• Le Meilleur des Mondes - Julien

    Le Meilleur des Mondes

    Petit scénario de politique-fiction.


    Tout ce que vous n’avez jamais osé rêver pour l’école et l’université,
    le tandem Pécresse-Darcos l’a fait !


    2008. X. Darcos et V. Pécresse, à l'initiative de N. Sarkozy, lancent une série de réformes du modèle éducatif français. Pêle-mêle, on y retrouve, pour les mesures phare, une modification du statut de l'enseignant-chercheur universitaire, la modification de la formation des enseignants du secondaire et des maîtres d'écoles, une énième réforme des horaires et des programmes en lycée... La main sur le cœur, les ministres assurent qu'un jour meilleur est sur le point de se lever sur la génération de l'an I du sarkozysme. Qui serait inquiet, puisque toutes ces décisions ne sont « que preuves d'amour » ?

    2009. N. Sarkozy, emporté par sa générosité légendaire et après mûre réflexion et « concertation approfondie », impose une cure d'amaigrissement des organismes de recherche (CNRS et autres), au nom de la  la « médiocre » réussite de nos universités et d'un manque de transparence dans l'évaluation de nos chercheurs. La France tourne le dos à son modèle centenaire d'Education et adopte le modèle « d'avenir » : le modèle anglo-saxon.

     

    2013. Grâce à la réforme des lycées menée de main de maître par Xavier Darcos, les élèves français, tout comme leurs petits camarades anglais, perdent désormais moins de temps à étudier les matières générales comme le français, les maths ou l’histoire-géo. A l'instar des lycéens américains, on leur propose des modules passionnants pour apprendre en quelques semaines, comment gérer son budget maison, comment mieux apprécier les feuilletons de série B ou encore comment cuisiner ‘bio et light’ à la fois. Les nouveaux programmes attestent d'une vision moderne de notre société sur elle-même. Par exemple, la règle de 3, la géométrie, ainsi que le subjonctif ont été relégués aux oubliettes, de même que La Princesse de Clèves, car plus personne n'en voyait l'utilité depuis longtemps. Nos chers petits bénéficient d’heures de soutien obligatoires, certes dépourvues de tout contenu, mais qui leur permettent de tester toutes les variantes de la belote. Les parcours spécialisés, totalement labyrinthiques et opaques, permettent de s’assurer que seuls les enfants issus des classes aisées et cultivées sauront choisir l’orientation qui leur ouvrira les bonnes portes.
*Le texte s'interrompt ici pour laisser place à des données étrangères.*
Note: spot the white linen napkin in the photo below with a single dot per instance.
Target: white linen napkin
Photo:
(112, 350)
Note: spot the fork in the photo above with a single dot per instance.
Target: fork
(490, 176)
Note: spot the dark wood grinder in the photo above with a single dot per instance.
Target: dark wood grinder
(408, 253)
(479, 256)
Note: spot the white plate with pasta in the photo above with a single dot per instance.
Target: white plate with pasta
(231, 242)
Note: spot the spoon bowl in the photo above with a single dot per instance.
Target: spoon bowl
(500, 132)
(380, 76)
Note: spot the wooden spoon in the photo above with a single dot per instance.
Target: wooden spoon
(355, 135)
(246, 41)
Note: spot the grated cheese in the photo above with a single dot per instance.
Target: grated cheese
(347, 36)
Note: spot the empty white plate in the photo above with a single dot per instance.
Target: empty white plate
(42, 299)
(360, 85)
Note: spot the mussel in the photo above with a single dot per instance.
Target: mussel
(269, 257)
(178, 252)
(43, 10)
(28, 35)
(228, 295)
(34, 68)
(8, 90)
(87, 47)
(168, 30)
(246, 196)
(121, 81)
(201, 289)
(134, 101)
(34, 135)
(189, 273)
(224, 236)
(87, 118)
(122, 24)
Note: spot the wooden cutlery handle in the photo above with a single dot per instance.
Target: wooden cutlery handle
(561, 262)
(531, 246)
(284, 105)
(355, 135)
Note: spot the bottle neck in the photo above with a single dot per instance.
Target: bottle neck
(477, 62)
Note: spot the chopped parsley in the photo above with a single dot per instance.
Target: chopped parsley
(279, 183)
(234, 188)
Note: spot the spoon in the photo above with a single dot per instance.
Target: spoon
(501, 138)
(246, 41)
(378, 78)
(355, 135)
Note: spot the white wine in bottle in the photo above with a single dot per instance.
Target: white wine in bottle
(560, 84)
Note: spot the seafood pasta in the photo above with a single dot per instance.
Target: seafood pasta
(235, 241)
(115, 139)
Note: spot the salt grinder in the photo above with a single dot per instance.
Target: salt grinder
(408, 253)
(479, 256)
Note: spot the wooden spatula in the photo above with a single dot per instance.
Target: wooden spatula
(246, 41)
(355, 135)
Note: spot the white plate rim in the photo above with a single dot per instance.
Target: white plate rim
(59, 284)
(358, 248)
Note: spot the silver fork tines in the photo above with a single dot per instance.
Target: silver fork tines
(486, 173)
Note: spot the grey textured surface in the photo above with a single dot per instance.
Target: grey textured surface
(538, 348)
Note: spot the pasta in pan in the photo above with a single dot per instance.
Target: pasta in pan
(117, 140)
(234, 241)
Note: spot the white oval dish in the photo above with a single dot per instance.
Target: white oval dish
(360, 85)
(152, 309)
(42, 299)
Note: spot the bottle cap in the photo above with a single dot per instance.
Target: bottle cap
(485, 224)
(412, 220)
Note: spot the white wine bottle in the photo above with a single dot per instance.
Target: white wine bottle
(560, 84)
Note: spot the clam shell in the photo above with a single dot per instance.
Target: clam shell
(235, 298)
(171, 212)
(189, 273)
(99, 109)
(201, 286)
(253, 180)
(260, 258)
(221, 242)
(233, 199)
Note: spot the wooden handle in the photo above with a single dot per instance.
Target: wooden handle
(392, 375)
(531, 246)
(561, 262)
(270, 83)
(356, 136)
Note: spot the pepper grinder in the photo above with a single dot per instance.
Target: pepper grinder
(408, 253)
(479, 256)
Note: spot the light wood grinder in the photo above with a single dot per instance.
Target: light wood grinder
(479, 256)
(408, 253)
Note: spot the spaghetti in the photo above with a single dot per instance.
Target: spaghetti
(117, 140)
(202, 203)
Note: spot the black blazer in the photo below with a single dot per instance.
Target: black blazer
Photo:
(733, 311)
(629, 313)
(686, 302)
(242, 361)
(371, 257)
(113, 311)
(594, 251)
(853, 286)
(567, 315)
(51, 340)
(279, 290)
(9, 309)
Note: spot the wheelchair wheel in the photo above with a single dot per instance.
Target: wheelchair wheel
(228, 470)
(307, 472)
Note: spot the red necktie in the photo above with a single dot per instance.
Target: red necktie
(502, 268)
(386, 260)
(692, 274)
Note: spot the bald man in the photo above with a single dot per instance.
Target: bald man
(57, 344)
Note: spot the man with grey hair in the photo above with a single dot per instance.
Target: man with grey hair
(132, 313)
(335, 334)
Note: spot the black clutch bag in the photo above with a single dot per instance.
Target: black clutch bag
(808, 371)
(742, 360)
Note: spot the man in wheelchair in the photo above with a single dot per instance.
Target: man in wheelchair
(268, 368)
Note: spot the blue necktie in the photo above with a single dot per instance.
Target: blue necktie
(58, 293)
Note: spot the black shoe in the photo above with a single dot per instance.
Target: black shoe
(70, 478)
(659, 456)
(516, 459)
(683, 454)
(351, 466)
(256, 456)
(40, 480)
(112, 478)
    Une autre pratique barbare a été supprimée : celle du redoublement. Le proviseur y a trouvé immédiatement son intérêt : l'évaluation du lycée dépendant du taux de réussite des lycéens, le financement du lycée dépendant de cette évaluation et son salaire dépendant du dit financement..... Et ne vous inquiétez pas du baccalauréat : il est officiellement délivré à tous ceux qui accèdent à la terminale et qui savent écrire leur nom !

     
    2015. La réussite est totale. Nos enseignants, de la maternelle au collège, du lycée à l'université, sont enfin devenus des précaires heureux. Les jeunes enseignants à peine formés affrontent avec le sourire une carrière parallèle de représentants de commerce. A chacun de prendre son petit cartable, son petit CV et faire du porte à porte pour trouver une place dans un établissement scolaire pendant les vacances d'été. Les plus chanceux enseigneront peut-être une matière dans laquelle ils sont compétents, sinon ils improviseront ! La plupart complètera son service en des missions de vigile afin de lutter contre la violence et la drogue au collège, ou animera des forums sur les grossesses précoces des adolescentes. L'immense majorité des enfants envoyés dans le système public ne verra jamais les murs d'une université, mais ils ne s'en offusquent pas puisqu'ils font ainsi l'économie des frais d'inscriptions et d'un prêt coûteux sur quinze ans. Quelle chance pour eux et quel service rendu au pays d'arrêter si tôt leurs études ! D'ailleurs, si l'idée loufoque leur venait d'y rentrer quand même, ils y seraient surpris de voir leurs enseignants constamment affairés à écrire des dossiers de demande de financement auprès de l'ANR (Agence Nationale de Recherche) ou de redécouper leurs articles afin d'augmenter le nombre de leurs publications.  Heureusement, ces professeurs sont aussi épaulés par une armée de petites fourmis, les jeunes chercheurs en situation précaire, qui acceptent sans broncher de dormir dans les salles de cours, faute de pouvoir s'offrir un hébergement décent. Voilà une formidable façon de donner un peu de vie au campus et puis la passion justifie tous les sacrifices, pourquoi protesteraient-ils ? 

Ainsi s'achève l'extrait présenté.